Numbeo, the world’s largest database of user-contributed data about cities and countries worldwide, has recently published its latest findings for 2018. Numbeo provides current and timely information on world living conditions including the cost of living, housing indicators, health care, traffic, crime and pollution.
Instead of collecting data on a rigid formal basis, such as the way the UN and government bodies do, Numbeo collects data directly, via the internet, from the people who inhabit the various regions covered. Whilst this technique is somewhat unscientific compared to the rigorous methodologies normally employed, it gives a glimpse of how people actually feel about where they live and how it affects them. For instance, a mugging crime rate of say 10/10000 does not tell you how the average person feels about how safe he or she is whilst walking the streets, whereas the Numbeo “safety index’ does.
The Good News:
With a Climate Index of 99.79 Kenya or more specifically Nairobi (as this is where most of the data came from) ranks third best in the world. The index is based on how moderate the climate is and how it is perceived. See this for more information.
The Bad News:
Just about all of the other indices are either poor or very poor, culminating in the final ‘Quality of life Index’ which puts Kenya or specifically Nairobi (again due to lack of data outside Nairobi) in the second bottom position admittedly ahead of Caracus, Venezuela, but below Dhaka, Bangladesh.
Looking at Dhaka we can see that the Bangladeshi capital has worse health care, more pollution, a worse climate, more traffic congestion and a higher perceived risk of crime, yet it scores considerably higher on the costs of living indexes, it has more disposable income and goods and housing are cheaper compared to wages. The vast difference in the property price to income ratio and the increased purchasing power elevates Dhaka above Nairobi despite the other factors making it look like a pretty miserable place to live. Having spare cash in the pocket and house ownership is seen as a prime factor in assessing the quality of life.
Despite the dismal conclusion its not quite time for everyone to pack their bags and move to:-
Canberra, Australia (highest quality of life)
Atlanta, USA (highest purchasing power)
Abu Dhabi, UAE (safest)
Novgorod, Russia (best health care)
Zurich, Switzerland (cost of living)
Detroit, USA (lowest property to wage ratio)
Novi Sad, Serbia (lowest commute times)
Wellington, New Zealand (lowest pollution)

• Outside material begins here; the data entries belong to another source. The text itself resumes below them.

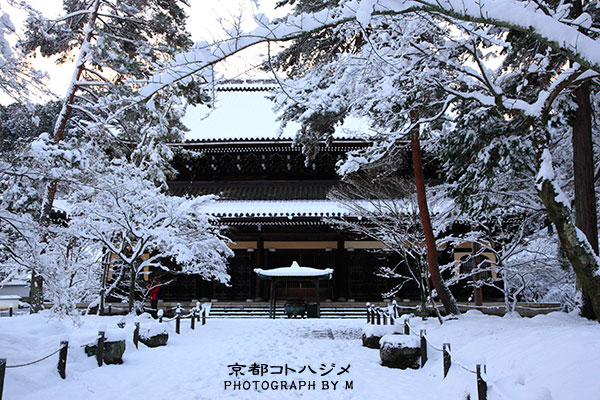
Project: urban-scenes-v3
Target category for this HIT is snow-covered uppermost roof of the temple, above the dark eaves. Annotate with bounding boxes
[182,80,368,140]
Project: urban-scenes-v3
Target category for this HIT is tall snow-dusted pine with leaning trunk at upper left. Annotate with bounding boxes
[12,0,205,311]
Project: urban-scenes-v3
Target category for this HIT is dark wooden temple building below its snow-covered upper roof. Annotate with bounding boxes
[155,139,436,301]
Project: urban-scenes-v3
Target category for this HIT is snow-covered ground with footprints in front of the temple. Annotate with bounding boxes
[0,311,600,400]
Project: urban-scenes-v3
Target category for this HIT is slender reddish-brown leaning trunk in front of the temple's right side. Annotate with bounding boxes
[410,128,460,314]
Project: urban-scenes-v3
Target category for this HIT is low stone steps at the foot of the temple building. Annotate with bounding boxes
[210,302,367,320]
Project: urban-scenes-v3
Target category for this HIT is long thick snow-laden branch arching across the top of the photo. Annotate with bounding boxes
[140,0,600,101]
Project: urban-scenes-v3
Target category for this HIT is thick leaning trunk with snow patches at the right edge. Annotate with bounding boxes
[537,150,600,319]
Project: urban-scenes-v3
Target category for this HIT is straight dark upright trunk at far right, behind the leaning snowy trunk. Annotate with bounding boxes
[572,0,598,319]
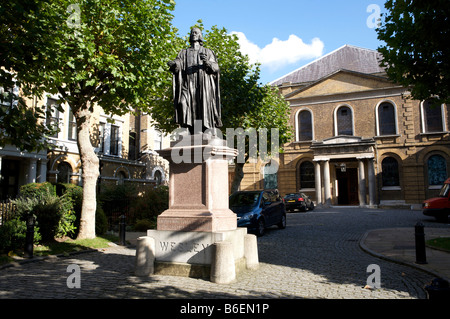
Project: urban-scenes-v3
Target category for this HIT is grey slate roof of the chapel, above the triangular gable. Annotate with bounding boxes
[270,45,384,86]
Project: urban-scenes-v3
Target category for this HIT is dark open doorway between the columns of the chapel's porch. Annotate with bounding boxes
[336,168,359,205]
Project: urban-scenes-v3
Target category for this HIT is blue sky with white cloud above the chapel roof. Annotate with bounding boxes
[173,0,385,83]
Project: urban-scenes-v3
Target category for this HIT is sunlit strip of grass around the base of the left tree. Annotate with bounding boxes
[0,235,118,265]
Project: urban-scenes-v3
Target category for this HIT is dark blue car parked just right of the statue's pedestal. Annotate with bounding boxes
[229,190,286,236]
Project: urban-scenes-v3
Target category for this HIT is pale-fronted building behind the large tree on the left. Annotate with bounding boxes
[0,92,170,200]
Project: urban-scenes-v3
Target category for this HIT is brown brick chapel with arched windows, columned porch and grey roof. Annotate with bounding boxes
[241,45,450,207]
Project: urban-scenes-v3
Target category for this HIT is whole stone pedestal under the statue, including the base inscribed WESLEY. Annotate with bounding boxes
[136,134,258,284]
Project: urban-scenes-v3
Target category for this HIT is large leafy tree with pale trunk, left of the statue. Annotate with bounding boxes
[0,0,175,238]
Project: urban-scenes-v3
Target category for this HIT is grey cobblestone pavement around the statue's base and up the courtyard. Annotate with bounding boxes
[0,208,449,299]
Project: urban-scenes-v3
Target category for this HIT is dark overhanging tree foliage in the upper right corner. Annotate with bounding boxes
[377,0,450,103]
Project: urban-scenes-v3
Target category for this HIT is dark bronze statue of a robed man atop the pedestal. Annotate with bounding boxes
[168,27,222,134]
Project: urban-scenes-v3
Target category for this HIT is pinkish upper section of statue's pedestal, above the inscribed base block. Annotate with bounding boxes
[157,134,237,232]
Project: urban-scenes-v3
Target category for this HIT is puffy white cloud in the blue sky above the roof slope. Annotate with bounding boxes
[231,31,324,71]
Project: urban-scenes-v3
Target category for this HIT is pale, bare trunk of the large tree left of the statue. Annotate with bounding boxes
[74,107,99,239]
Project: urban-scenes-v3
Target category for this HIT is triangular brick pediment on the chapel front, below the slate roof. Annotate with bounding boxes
[286,70,393,100]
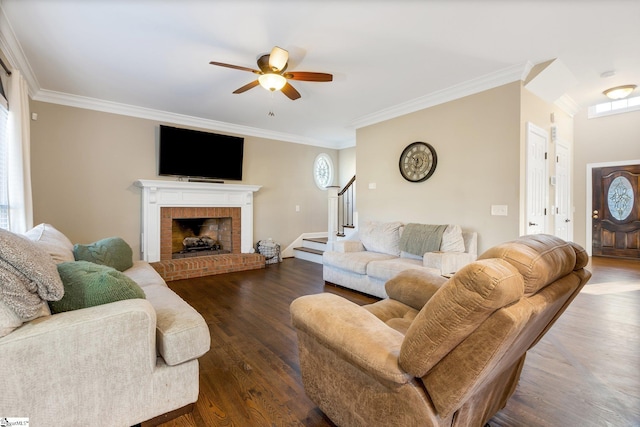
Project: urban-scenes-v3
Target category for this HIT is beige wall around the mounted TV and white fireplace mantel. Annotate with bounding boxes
[31,101,338,253]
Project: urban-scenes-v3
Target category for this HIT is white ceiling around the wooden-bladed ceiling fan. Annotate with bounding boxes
[0,0,640,148]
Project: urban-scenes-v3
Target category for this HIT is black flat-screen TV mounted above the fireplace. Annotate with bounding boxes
[158,125,244,181]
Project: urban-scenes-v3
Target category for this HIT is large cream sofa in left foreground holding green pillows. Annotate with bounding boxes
[0,224,210,426]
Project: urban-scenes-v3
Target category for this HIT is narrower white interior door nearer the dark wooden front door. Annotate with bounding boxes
[555,143,573,241]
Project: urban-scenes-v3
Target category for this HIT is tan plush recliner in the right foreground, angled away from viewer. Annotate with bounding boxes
[291,235,591,427]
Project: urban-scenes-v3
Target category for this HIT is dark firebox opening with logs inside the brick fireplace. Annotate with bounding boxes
[171,217,233,259]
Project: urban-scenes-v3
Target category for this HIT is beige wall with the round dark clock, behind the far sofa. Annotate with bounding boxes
[356,82,521,251]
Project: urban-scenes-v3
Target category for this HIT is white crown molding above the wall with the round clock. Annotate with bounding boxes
[351,61,533,129]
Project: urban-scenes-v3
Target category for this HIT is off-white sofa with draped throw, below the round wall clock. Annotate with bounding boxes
[322,221,478,298]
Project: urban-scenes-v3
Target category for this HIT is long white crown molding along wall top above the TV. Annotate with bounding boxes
[32,90,340,149]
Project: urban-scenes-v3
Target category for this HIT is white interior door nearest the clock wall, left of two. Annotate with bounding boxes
[525,123,549,234]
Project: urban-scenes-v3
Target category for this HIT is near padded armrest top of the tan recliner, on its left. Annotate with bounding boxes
[291,293,413,384]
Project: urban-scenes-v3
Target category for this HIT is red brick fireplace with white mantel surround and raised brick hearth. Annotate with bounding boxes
[135,180,265,281]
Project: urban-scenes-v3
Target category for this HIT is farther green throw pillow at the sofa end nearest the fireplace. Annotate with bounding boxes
[73,237,133,271]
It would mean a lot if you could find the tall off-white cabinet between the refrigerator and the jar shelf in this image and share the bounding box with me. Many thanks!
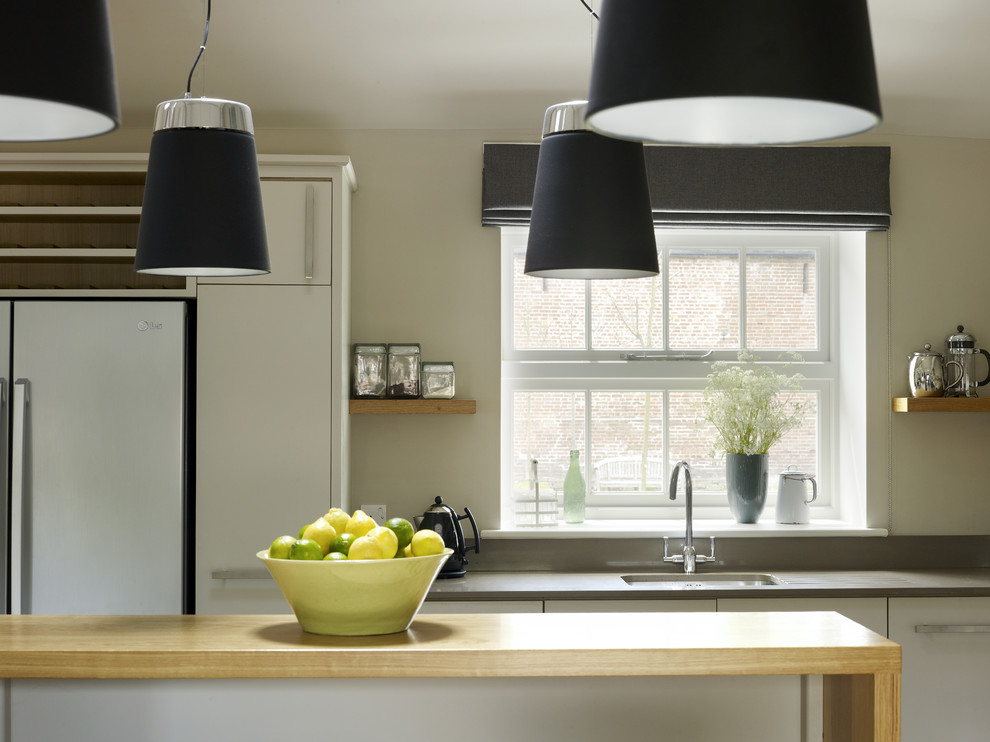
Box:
[196,158,353,613]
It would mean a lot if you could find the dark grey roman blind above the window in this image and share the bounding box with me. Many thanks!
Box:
[481,144,890,230]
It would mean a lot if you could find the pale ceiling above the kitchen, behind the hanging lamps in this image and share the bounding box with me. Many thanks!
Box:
[110,0,990,139]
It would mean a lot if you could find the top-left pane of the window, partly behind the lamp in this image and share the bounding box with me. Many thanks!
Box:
[512,251,585,350]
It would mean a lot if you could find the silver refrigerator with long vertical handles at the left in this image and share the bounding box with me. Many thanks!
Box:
[0,300,191,614]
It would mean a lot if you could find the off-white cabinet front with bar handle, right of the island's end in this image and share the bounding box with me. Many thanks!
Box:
[889,598,990,742]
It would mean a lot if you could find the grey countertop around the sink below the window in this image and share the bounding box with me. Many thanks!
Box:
[427,568,990,600]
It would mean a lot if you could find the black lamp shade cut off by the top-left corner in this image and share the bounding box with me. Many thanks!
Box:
[0,0,120,142]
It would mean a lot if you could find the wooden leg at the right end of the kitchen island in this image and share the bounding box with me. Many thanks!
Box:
[823,672,901,742]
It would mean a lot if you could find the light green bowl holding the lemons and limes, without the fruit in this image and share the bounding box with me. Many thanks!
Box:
[258,549,454,636]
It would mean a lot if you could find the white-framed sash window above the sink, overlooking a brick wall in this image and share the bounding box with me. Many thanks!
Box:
[502,227,838,527]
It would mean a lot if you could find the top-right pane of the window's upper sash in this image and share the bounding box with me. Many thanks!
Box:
[746,250,818,350]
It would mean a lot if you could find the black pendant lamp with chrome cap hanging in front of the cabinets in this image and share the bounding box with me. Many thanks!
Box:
[134,98,271,276]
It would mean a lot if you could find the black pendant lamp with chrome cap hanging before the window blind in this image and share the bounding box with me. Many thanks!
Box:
[524,101,659,279]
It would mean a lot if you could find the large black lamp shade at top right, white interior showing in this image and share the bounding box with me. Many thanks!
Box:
[588,0,881,145]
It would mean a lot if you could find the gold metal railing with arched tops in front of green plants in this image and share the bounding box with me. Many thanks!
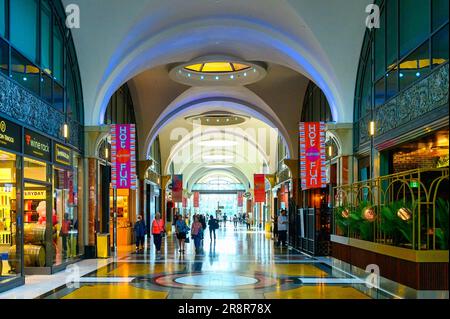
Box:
[333,167,449,250]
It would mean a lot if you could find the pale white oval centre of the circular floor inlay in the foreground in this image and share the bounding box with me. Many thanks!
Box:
[175,274,258,288]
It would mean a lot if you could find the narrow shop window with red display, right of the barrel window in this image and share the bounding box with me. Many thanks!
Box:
[53,168,78,265]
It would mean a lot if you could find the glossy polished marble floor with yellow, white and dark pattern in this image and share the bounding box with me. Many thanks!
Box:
[0,223,442,299]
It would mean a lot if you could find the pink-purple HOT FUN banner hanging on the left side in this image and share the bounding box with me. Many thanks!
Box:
[111,124,136,189]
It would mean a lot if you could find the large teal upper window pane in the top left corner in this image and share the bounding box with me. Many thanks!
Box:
[10,0,38,63]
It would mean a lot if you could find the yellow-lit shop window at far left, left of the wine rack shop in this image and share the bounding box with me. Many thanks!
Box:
[0,151,21,284]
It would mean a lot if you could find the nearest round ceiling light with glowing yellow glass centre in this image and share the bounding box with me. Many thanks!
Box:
[169,56,267,86]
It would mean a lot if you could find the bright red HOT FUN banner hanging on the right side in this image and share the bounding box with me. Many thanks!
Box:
[300,122,327,190]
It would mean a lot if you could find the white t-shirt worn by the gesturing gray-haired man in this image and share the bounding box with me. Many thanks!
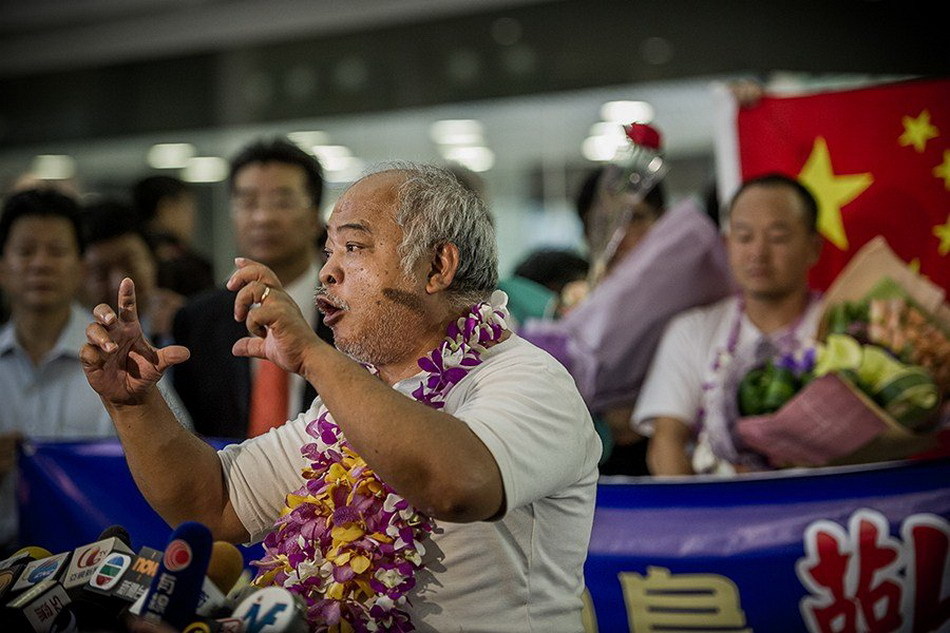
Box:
[219,335,601,633]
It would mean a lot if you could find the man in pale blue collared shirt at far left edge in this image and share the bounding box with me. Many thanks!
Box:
[0,189,115,553]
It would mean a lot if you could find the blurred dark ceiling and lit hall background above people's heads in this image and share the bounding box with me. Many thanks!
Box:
[0,0,950,277]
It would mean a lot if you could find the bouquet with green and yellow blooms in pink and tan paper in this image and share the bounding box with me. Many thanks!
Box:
[735,238,950,467]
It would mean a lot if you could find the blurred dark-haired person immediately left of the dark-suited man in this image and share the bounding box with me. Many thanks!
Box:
[132,176,215,297]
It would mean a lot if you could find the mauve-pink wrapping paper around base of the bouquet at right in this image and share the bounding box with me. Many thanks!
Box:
[736,374,934,468]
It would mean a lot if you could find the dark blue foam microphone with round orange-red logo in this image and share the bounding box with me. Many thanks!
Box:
[140,521,212,629]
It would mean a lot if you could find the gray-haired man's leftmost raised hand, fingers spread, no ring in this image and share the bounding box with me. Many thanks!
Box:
[79,277,190,405]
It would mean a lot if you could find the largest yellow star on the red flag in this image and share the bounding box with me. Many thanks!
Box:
[798,136,874,250]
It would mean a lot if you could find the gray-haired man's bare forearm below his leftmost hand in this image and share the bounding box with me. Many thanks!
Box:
[105,388,248,542]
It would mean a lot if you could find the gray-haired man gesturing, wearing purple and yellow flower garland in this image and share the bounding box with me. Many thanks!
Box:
[82,164,601,633]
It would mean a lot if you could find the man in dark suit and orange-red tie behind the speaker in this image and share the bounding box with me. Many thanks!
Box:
[172,138,332,439]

Aukland, New Zealand (most temperate climate)
The Nairobi picture conversely is largely skewed by the low level of wages compared with the cost of goods in the shops and more so by the cost of housing. The way Numbeo work this out is stated:
“Quality of Life Index (higher is better) is an estimation of overall quality of life by using an empirical formula which takes into account purchasing power index (higher is better), pollution index (lower is better), house price to income ratio (lower is better), cost of living index (lower is better), safety index (higher is better), health care index (higher is better), traffic commute time index (lower is better) and climate index (higher is better).” See more
All of these parameters can and do change with time, except, perhaps, climate. Wages will rise, road infrastructure will improve commuting times, cleaner fuels and environmental regulations reduce pollution. Improved manufacture techniques reduce the costs of goods, improved farming methods reduces the cost of food. There are organizations in Kenya looking at the 1m KES house (in China they already build houses in factories at fractions of the traditional costs) and finance institutions will eventually realise that the way to make money is to provide more appropriate services (Sweden until recently had 140yr mortgages, to bridge the cost/wage problem, whereas Kenya talks more about 20yrs fixed rate at 14.6%). Everything about this survey is reversible.
For all productive Kenyans there is plenty to work for.